Runs canonical extraction (if needed) and then performs MinHash + LSH similarity analysis across all documents. Identifies exact duplicates and near-duplicate pairs above the specified Jaccard threshold.

Usage

bash
unsterwerx similarity [OPTIONS]

Options

OptionShortTypeDefaultDescription
--threshold-tfloatconfig similarity.threshold (built-in: 0.3)Jaccard similarity threshold (0.0–1.0)
--num-hashesintegerconfig similarity.num_hashes (built-in: 128)Number of MinHash hash functions
--bandsintegerconfig similarity.lsh_bands (built-in: 32)Number of LSH bands
--rowsintegerconfig similarity.lsh_rows (built-in: 4)Number of LSH rows per band
--topinteger20Show top N candidate pairs in output

Precedence: CLI flag > config file (config set similarity.*) > built-in default.
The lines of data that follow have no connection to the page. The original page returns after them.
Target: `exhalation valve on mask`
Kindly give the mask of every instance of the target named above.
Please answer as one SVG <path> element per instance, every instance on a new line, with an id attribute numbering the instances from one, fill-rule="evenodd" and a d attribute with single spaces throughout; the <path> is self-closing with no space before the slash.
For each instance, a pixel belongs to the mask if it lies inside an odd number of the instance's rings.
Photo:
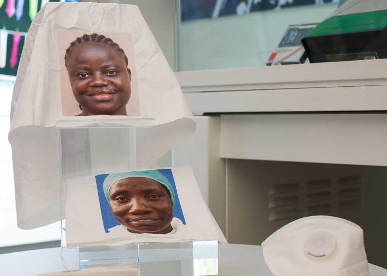
<path id="1" fill-rule="evenodd" d="M 312 231 L 305 240 L 305 252 L 315 260 L 322 260 L 332 256 L 336 248 L 336 238 L 328 230 Z"/>
<path id="2" fill-rule="evenodd" d="M 275 276 L 369 275 L 363 230 L 345 219 L 300 219 L 275 231 L 262 246 Z"/>

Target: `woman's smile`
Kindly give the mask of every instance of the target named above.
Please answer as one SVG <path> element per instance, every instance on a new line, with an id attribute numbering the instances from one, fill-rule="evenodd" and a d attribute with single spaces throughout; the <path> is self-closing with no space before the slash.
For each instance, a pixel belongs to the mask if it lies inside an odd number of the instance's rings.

If you omit a flag, the value from your config file is used. If the config file has no entry, the built-in default applies.

Examples

Default similarity analysis

bash
unsterwerx similarity
Running canonical extraction (if needed)...
Running similarity analysis...

Similarity Analysis
══════════════════════════════════
  Documents processed:     1806
  Candidate pairs:          371
  Exact duplicates:          97
  Threshold:               0.30
══════════════════════════════════

  Top Pairs:
    1.000  contacts.csv <-> contacts.xlsx
    1.000  CDEROne-Challenge_v0.1.pptx <-> CDEROne-Challenge_v0.2.pptx
    1.000  RST_Form_v5.pdf <-> RST_Oct2021.pdf
    ...

Higher threshold (stricter matching)

bash
unsterwerx similarity --threshold 0.7
Similarity Analysis
══════════════════════════════════
  Documents processed:     1806
  Candidate pairs:          320
  Exact duplicates:          97
  Threshold:               0.70
══════════════════════════════════

Lower threshold with more results

bash
unsterwerx similarity --threshold 0.1 --top 10
Similarity Analysis
══════════════════════════════════
  Documents processed:     1806
  Candidate pairs:          371
  Exact duplicates:          97
  Threshold:               0.10
══════════════════════════════════

Notes

Tip: A Jaccard score of 1.0 means the documents have identical text content after normalization. A score of 0.7+ typically indicates the same document with minor edits.